8 juli 2020 zal de boeken ingaan als de dag dat het slechtst bewaarde geheim van de Formule 1 openbaar werd gemaakt. Na weken, nee, maanden van speculatie volgt vandaag officieel de bevestiging dat de bijna negenendertigjarige Fernando Alonso volgend jaar inderdaad terugkeert in de Formule 1. Het is tegenwoordig hoogst ongebruikelijk dat de carrière van een F1-coureur spant tot in zijn veertiger jaren, laat staan dat hij op die leeftijd zijn rentree mag maken. Hoewel het ooit de normaalste zaak van de wereld was dat coureurs tot diep in de veertig, soms wel vijftig reden, is dat inmiddels enkel weggelegd voor de allerbeste coureurs.
Het vereist namelijk een coureur van een bepaald kaliber om op zo’n leeftijd nog te kunnen strijden tegen jongens die soms half zo oud zijn. Neem bijvoorbeeld een Kimi Raikkonen, die op zijn veertigste nog even koel als altijd Alfa Romeo Racing op sleeptouw neemt. Of wat te denken van Rekordmeister Michael Schumacher, die op zijn eenenveertigste terugkeerde in de Formule 1 en twee jaar later zijn Mercedes nog naar pole reed in de straten van Monaco. En dan hebben we het nog niet eens over historische voorbeelden als Juan Manuel Fangio en Jack Brabham.
Renault kan niet om talent Alonso heen
Het punt is: Fernando Alonso hoort zonder meer thuis in dit exclusieve rijtje. Door de jaren heen heeft de Spaanse coureur keer op keer bewezen uitmuntend te zijn achter het stuur. Alonso dankt zijn reputatie niet in de eerste plaats aan zijn twee wereldtitels, zijn 32 Grand Prix-overwinningen en het feit dat hij de almachtige combinatie van Scuderia
Ferrari en Michael Schumacher wist te onttronen, ook staat hij erom bekend de magische gave te hebben om iedere F1-auto bij de haren naar de voorzijde van het veld te kunnen trekken.

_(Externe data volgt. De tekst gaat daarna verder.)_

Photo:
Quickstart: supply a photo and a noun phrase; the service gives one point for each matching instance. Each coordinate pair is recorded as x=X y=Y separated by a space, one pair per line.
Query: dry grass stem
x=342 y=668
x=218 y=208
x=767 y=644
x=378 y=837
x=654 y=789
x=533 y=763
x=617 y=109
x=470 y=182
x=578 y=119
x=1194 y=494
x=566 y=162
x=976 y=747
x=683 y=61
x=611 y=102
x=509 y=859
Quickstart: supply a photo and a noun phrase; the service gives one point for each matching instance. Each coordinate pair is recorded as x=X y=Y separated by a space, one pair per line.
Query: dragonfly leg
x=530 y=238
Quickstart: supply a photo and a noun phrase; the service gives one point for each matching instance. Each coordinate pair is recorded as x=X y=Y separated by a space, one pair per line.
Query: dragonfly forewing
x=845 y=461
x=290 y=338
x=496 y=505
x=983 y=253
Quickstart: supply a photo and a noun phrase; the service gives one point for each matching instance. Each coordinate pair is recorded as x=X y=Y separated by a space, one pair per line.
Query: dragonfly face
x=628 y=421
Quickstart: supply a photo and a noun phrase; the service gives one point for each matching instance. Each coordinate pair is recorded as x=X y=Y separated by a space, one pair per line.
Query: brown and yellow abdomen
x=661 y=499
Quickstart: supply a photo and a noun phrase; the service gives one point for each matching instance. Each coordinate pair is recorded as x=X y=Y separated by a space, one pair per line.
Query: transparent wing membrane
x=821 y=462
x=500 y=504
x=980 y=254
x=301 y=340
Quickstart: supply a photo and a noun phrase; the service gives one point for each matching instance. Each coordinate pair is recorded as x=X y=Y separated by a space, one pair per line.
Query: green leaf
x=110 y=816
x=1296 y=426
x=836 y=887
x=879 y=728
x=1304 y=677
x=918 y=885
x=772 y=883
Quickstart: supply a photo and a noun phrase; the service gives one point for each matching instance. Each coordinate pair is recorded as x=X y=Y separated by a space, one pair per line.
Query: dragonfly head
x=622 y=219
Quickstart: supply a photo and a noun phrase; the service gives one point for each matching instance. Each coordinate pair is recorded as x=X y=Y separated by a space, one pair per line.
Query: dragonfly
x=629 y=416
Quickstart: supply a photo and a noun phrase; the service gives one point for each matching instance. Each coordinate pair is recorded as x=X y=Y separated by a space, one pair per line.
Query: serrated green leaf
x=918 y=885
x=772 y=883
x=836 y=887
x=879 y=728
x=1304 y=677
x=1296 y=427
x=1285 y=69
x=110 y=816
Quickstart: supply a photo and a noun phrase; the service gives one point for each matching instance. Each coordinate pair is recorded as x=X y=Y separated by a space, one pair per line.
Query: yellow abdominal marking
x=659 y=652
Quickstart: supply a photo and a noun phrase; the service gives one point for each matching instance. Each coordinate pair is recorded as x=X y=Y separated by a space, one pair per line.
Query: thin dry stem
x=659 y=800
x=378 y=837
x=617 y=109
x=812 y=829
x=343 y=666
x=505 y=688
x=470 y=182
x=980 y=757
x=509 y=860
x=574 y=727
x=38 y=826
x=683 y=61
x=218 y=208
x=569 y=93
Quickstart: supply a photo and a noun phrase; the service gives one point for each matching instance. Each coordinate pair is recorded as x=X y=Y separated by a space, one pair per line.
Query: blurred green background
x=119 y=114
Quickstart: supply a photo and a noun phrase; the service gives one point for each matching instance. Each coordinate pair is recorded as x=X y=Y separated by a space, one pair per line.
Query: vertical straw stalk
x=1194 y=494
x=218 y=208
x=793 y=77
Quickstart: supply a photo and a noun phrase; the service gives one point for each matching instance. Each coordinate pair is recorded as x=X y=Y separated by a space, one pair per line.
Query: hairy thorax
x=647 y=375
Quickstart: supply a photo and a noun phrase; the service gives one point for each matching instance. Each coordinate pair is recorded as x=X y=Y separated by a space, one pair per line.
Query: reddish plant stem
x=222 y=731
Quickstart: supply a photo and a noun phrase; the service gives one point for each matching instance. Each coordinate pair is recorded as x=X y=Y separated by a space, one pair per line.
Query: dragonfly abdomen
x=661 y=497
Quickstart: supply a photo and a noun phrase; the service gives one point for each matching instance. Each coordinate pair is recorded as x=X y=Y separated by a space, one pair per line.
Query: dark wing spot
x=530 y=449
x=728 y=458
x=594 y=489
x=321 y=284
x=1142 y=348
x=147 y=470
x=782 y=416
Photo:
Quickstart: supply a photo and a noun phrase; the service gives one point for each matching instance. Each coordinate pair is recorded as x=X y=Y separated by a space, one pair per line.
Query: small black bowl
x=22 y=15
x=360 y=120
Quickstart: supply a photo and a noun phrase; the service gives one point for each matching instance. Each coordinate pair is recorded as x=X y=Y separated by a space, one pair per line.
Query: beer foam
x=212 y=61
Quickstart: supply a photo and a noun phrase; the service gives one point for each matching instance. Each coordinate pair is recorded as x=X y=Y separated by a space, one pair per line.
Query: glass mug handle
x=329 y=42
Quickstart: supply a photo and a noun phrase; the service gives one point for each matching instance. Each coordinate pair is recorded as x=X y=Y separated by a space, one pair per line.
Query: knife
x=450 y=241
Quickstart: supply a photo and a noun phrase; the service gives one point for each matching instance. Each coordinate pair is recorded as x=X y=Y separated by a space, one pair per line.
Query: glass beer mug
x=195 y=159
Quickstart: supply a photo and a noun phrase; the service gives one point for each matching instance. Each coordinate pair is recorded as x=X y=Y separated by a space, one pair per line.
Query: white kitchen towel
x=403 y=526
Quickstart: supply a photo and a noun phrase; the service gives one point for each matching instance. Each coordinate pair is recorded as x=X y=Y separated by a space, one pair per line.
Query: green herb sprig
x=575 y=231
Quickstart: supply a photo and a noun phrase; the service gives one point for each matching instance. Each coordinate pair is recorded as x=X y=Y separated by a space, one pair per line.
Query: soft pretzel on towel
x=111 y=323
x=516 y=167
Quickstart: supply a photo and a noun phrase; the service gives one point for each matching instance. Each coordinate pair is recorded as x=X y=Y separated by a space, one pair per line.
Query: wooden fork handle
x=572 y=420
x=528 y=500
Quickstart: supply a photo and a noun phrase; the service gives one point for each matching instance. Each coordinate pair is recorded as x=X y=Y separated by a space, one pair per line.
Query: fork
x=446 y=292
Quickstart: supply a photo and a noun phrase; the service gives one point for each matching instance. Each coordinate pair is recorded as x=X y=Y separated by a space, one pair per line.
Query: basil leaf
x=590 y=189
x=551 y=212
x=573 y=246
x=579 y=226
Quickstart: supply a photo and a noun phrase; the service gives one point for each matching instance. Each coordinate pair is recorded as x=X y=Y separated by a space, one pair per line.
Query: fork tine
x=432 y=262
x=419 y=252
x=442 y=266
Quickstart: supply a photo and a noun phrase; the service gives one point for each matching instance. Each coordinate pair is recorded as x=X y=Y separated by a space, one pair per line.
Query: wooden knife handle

Gooi dit alles bij elkaar in de blender en je begrijpt dat
Renault in Alonso een onweerstaanbare coureur heeft. En andersom ook, want niet alleen is dit voor de 24 uur van Le Mans-winnaar waarschijnlijk de enige optie om bij een fabrieksteam terug te keren in de Formule 1, ook is het voor Alonso een kans om Renault een dienst te bewijzen.
Wonderkind Alonso slaat dubbelslag
Op veel manieren bevindt de Franse renstal zich namelijk waar het zich bevond toen Alonso in 2002 door
Flavio Briatore werd opgeroepen om bij het team te komen: halverwege de grid en zoekende naar een weg terug naar de top. Het was aan de toen piepjonge belofte uit Oviedo de taak om de voorbije gloriedagen van Benetton, dat met Schumacher twee wereldtitels behaalde, opnieuw naar Enstone te halen. En dat deed hij.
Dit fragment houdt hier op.